General Information
- Title: Self-Supervised Discovering of Interpretable Features for Reinforcement Learning
- Authors: Wenjie Shi, Gao Huang, Shiji Song, Zhuoyuan Wang, Tingyu Lin, Cheng Wu
- Institution: Tsinghua University, Beijing, China
- Citation: W. Shi, G. Huang, S. Song, Z. Wang, T. Lin and C. Wu, "Self-Supervised Discovering of Interpretable Features for Reinforcement Learning," in IEEE Transactions on Pattern Analysis and Machine Intelligence, vol. 44, no. 5, pp. 2712-2724, 1 May 2022, doi: 10.1109/TPAMI.2020.3037898.

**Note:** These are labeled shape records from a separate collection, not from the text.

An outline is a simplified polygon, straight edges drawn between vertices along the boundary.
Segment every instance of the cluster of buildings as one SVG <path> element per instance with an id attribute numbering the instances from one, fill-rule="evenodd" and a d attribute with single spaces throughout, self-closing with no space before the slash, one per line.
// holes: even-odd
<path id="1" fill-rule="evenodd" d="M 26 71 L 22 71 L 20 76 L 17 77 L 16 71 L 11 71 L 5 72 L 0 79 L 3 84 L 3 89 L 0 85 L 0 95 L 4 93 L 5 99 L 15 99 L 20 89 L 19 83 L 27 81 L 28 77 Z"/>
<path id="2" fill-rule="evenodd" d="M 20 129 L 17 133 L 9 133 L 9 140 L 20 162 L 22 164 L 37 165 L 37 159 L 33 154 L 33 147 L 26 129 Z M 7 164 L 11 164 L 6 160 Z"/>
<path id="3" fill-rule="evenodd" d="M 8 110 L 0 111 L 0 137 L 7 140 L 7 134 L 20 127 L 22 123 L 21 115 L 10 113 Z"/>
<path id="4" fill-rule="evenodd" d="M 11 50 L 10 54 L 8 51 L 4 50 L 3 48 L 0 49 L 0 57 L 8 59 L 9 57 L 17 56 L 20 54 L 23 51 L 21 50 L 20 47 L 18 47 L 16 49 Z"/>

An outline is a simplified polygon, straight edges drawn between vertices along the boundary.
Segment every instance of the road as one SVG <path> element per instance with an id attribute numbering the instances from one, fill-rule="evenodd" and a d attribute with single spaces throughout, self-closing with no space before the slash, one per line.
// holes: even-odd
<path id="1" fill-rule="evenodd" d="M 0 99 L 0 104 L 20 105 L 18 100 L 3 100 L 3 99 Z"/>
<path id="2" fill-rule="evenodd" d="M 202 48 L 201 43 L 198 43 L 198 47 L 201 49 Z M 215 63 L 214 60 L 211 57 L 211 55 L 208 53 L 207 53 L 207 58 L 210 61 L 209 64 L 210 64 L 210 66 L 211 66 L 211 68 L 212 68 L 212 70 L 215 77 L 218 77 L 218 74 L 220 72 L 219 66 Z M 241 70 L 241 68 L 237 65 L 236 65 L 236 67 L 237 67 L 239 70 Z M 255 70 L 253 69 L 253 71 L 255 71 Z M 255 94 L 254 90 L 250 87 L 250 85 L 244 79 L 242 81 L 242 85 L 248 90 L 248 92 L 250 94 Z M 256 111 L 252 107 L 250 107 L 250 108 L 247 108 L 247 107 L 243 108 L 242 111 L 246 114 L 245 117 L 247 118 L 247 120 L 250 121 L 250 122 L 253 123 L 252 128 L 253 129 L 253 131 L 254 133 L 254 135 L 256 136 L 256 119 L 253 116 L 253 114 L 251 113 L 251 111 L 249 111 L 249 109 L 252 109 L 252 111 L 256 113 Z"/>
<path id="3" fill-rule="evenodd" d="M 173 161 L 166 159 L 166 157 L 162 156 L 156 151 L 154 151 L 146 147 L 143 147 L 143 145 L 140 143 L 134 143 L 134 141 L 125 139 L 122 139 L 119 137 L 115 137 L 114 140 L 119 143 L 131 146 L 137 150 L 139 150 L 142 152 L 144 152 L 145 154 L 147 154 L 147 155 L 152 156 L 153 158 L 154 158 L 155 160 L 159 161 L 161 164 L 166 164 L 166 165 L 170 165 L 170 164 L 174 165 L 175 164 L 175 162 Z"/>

Interpretable Reinforcement Learning for Visual Policies














Reinforcement Learning (RL) has enabled solving complex problems, especially in relation to visual perception in robotics. An outstanding challenges is that of allowing humans to make sense of the decision making process, so to enable deployment in safety-critical applications such as, e.g., autonomous driving. This work focuses on the problem of interpretable reinforcement learning in vision-based agents.
In particular, this research introduces a self-supervised framework for interpretable reinforcement learning in vision-based agents. The focus lies in enhancing policy interpretability by generating precise attention maps through Self-Supervised Attention Mechanisms (SSAM).
The method does not rely on external labels and works using data generated by a pretrained RL agent. A self-supervised interpretable network (SSINet) is deployed to identify task-relevant visual features. The approach is evaluated across multiple environments, including Atari and Duckietown.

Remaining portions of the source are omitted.